What Happens if You Break a Tooth?

Posted on: May 16, 2018

The average human tooth is incredibly strong. Take care of your teeth and they just might last your entire life. Even though teeth are quite durable, they are still prone to breaks, cracks and chips. All sorts of forces can compromise teeth.  Examples of such forces include mistakenly biting on something overly hard, falling on the ground and being hit in the face.

How to Proceed After Breaking Your Tooth

Move your tongue along the tooth in question. Moving your tongue along the tooth is the fastest way to determine if it is actually broken. Do not worry about this movement causing any sort of pain after the break or chip. There is a slight chance such pressure will cause pain yet this will only occur if the nerve within the tooth is damaged. If you feel any such pain, visit your dentist right away. However, if there is merely a diminutive chip, a visit with the emergency dentist might not be necessary.

While you cannot treat a broken tooth on your own, you can take some preventative actions to mitigate pain and additional damage. Chew food away from the tooth in question until you visit your dentist. If you try to chew food with the tooth and it causes pain, it is an indication the blood vessels and nerves within the tooth need treatment. Such a painful tooth will require treatment from the dentist right away.

Treat Your Broken Tooth With Care

Rinse out your mouth with some warm water to eliminate as much blood from the teeth and gums as possible. Apply a cold pack to the lips or cheek over the broken teeth to mitigate swelling and pain. If there is considerable bleeding, grab some gauze or a cloth and apply it to the area for at least 10 minutes to halt the bleeding.

Visit With the Dentist

A broken tooth beyond a slight chip should be examined by the dentist right away. The sooner you can visit the dentist, the better the chances are to save the tooth. However, if you cannot meet with the dentist right away, you should cover the broken portion of the tooth with temporary dental cement.
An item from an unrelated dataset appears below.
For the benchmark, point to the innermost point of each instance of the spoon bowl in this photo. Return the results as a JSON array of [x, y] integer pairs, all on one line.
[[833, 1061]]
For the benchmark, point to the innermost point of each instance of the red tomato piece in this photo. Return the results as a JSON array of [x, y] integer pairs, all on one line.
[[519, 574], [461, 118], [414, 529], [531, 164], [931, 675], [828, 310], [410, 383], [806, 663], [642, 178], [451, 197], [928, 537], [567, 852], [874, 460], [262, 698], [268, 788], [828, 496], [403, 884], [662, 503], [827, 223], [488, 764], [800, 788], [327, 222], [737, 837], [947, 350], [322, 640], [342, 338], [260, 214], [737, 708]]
If you do not have dental cement in your bathroom closet, you can easily find it at a local store. The dentist will examine the tooth to determine if its nerve is susceptible to damage. If the nerve is in danger of damage, the dentist will attempt to save the tooth with a root canal. Alternatively, if the dentist determines the tooth merely has minor cracking, he or she will polish it and try to smooth the rough portions.

Fillings might suffice for chipped and cracked teeth. However, if the damage is extensive, the aforementioned root canal and a crown will likely be necessary.